Do I need an AAAA record?▾
You need one if your server has a working IPv6 address and you want IPv6 clients — increasingly common on mobile networks — to connect natively. If your server is IPv4-only, an A record is enough. Just don't publish an AAAA record for an address your server isn't actually listening on, or IPv6-preferring clients may stall before falling back.
Can a domain have multiple A records?▾
Yes. A name can have several A records (and several AAAA records). The DNS server returns the whole list and the client picks one, which is the basis of round-robin DNS. It spreads traffic across servers but does not check whether any of them is healthy, so it is not a substitute for a real load balancer.
Why can't I use a CNAME at the apex?▾
Standard DNS rules say a name with a CNAME cannot also have other records, but the apex always carries SOA and NS records — so a CNAME there is invalid. That's why the apex normally needs literal A and AAAA records. Some providers offer ALIAS/ANAME or "CNAME flattening" that resolves a target and answers with A/AAAA on your behalf.

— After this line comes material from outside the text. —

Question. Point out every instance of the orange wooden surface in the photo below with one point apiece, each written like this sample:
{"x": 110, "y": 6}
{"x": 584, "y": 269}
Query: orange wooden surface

I changed my A record but the old site still loads — why?▾
Almost always caching. Resolvers hold your old answer for as long as the record's TTL allows, so if the TTL was long (say a day), some visitors keep reaching the old IP until that cache expires. Lower the TTL before a planned change, wait for the old value to age out, then switch. See TTL and propagation.
How do I see the A and AAAA records for a domain?▾
Run a DNS lookup on who.is and read the A and AAAA rows — they list the live IPv4 and IPv6 addresses resolvers are returning, along with each record's TTL.